Neoadjuvant Tebentafusp in Patients With Metastatic Uveal Melanoma
Uveal melanoma (UM) is a rare type of melanoma, with an incidence of 4.4 cases per million in Europe each year. During recent years, different treatment approaches have been tested in patients with metastatic UM. Responses have been reported primarily with localized treatment in patients with a limited number of liver metastases. In cases of diffuse liver involvement or extrahepatic disease, systemic therapies are justified. However, to date, systemic therapies such as targeted therapy with selumetinib or conventional chemotherapy have failed in metastatic UM. Neo-TB is a Phase II, single arm, multicentre clinical trial designed to evaluate efficacy and safety of tebentafusp used as a single agent in patients with metastatic uveal melanoma with resectable / potentially resectable liver metastasis and absence of extrahepatic disease. The main questions it aims to answer are: 1. Which is the capacity of tebentafusp used as a single agent to generate pathological complete response (pCR) in patients with metastatic uveal melanoma with resectable liver metastasis and absence of extrahepatic disease. 2. Which is the efficacy of tebentafusp used as a single agent to maintain disease control and delay relapse / progression. 3. Which is the safety of tebentafusp used as a single agent in metastatic uveal melanoma. The main hypothesis is that neoadjuvant treatment with Tebentafusp could achieve ≥20% pathological complete response (pCR) in patients with metastatic uveal melanoma with resectable/potentially resectable liver metastasis and absence of extrahepatic disease. It is assumed that untreated patients would not present a pCR (response rate of ≤1%).
• Patients must have histologically confirmed metastatic uveal melanoma with Human leukocyte antigen-A\*0201 positive determined by local assay.
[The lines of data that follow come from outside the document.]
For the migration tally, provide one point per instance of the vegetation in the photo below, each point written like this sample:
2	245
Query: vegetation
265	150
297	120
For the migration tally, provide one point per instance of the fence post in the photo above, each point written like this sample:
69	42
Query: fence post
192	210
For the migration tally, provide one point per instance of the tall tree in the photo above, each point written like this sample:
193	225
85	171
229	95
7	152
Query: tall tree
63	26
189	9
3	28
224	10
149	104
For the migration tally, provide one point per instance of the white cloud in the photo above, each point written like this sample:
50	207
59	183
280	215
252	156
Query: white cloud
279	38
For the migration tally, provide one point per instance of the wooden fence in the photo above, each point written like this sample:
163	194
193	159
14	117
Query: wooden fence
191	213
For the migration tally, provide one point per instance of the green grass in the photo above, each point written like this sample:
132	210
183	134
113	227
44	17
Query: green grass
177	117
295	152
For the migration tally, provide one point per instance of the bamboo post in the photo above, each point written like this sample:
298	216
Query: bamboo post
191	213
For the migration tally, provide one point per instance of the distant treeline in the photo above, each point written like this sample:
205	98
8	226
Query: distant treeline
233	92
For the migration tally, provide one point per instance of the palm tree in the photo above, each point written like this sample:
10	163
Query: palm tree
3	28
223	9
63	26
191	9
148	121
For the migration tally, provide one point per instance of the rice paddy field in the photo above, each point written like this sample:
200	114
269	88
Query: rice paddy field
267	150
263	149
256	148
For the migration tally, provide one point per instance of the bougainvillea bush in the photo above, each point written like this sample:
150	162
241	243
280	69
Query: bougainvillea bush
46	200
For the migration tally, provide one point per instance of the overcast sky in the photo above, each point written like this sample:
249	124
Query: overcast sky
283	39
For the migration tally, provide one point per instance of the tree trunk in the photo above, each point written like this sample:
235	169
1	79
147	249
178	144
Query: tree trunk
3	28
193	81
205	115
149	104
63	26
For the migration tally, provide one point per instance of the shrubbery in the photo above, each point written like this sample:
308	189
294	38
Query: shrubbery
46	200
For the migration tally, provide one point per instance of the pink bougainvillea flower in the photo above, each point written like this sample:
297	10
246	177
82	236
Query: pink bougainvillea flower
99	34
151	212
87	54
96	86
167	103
• Patients with histologically proven metastatic uveal melanoma in the liver with reectable or potentially resectable liver metastases evaluated by imaging in a multidisciplinary committee. Metastasis can be considered resectable by any of the following:
‣ Minor resection (i.e., less than a hemihepatectomy)
⁃ Major resection (i.e., hemihepatectomy or extended hepatectomy)
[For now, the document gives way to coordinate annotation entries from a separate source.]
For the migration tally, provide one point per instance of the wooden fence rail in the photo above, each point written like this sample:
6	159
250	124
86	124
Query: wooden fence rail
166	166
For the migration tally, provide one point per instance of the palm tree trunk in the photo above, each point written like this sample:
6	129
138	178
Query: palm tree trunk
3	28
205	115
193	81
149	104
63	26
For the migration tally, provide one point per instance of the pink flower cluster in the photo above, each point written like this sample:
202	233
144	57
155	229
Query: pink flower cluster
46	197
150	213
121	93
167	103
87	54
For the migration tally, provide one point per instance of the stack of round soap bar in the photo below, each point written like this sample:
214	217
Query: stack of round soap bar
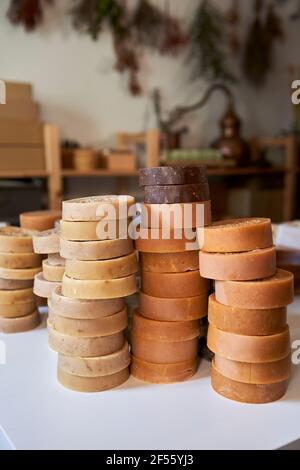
248	330
47	243
88	315
18	266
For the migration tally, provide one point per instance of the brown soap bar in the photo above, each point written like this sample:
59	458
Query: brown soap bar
233	236
174	194
163	373
185	309
170	262
176	285
247	393
163	352
165	331
273	292
267	373
167	175
241	321
251	349
247	266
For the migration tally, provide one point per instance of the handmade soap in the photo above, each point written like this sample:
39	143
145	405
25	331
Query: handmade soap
172	309
274	292
251	349
95	250
105	269
241	321
170	262
232	236
101	289
247	393
249	265
176	285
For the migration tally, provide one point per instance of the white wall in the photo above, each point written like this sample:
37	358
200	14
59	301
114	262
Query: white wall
74	81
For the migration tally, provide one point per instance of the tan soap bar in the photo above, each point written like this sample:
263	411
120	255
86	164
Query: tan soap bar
46	242
233	236
104	269
84	346
247	266
92	384
95	250
176	216
53	273
170	262
105	326
20	324
163	373
165	331
268	373
172	309
16	240
273	292
101	289
39	220
247	393
241	321
95	366
252	349
83	309
97	208
94	230
44	288
177	285
163	352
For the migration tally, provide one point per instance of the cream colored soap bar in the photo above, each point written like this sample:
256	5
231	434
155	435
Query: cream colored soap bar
101	270
97	208
107	289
⁃ Bilobar resection (including atypical resection).
• Must meet the following criteria related to prior treatment:
‣ No prior systemic therapy in the metastatic or advanced setting including chemotherapy, immunotherapy, or targeted therapy.
⁃ No prior local, liver-directed therapy including chemotherapy, radiotherapy, radiofrequency ablation (RFA), or embolization.
⁃ Prior neoadjuvant or adjuvant therapy is allowed provided it was administered in the curative setting in patients with localized disease.
• Institutional Review Board (IRB)/Independent Ethics Committee (IEC) approved written and signed informed consent.
• Male or female patients age ≥ 18 years of age at the time of informed consent.
• Eastern Cooperative Oncology Group Performance Status (ECOG-PS) 0-1
• Adequate organ function as defined below (without transfusion):
‣ Hemoglobin ≥9.0 g/dL.
⁃ Absolute neutrophil count (ANC) \>1.5 x 109/L (\> 1500 per mm3).
⁃ Platelet count ≥ 100 x 109/L (\>75,000 per mm3).
⁃ Serum bilirubin ≤1.5 x institutional upper limit of normal (ULN). This will not apply to patients with confirmed Gilbert's syndrome (persistent or recurrent hyperbilirubinemia that is predominantly unconjugated in the absence of hemolysis or hepatic pathology), who will be allowed only in consultation with the Coordinating Investigator.
⁃ Both AST and ALT must be \< 5 x ULN.
⁃ Creatinine clearance ⩾50 ml/min calculated by Cockcroft-Gault (Table 4) or another validated method.
⁃ Potassium, magnesium, corrected calcium or phosphate abnormality of National Cancer Institute Common Terminology Criteria for Adverse Events (NCI CTCAE) \> grade 1.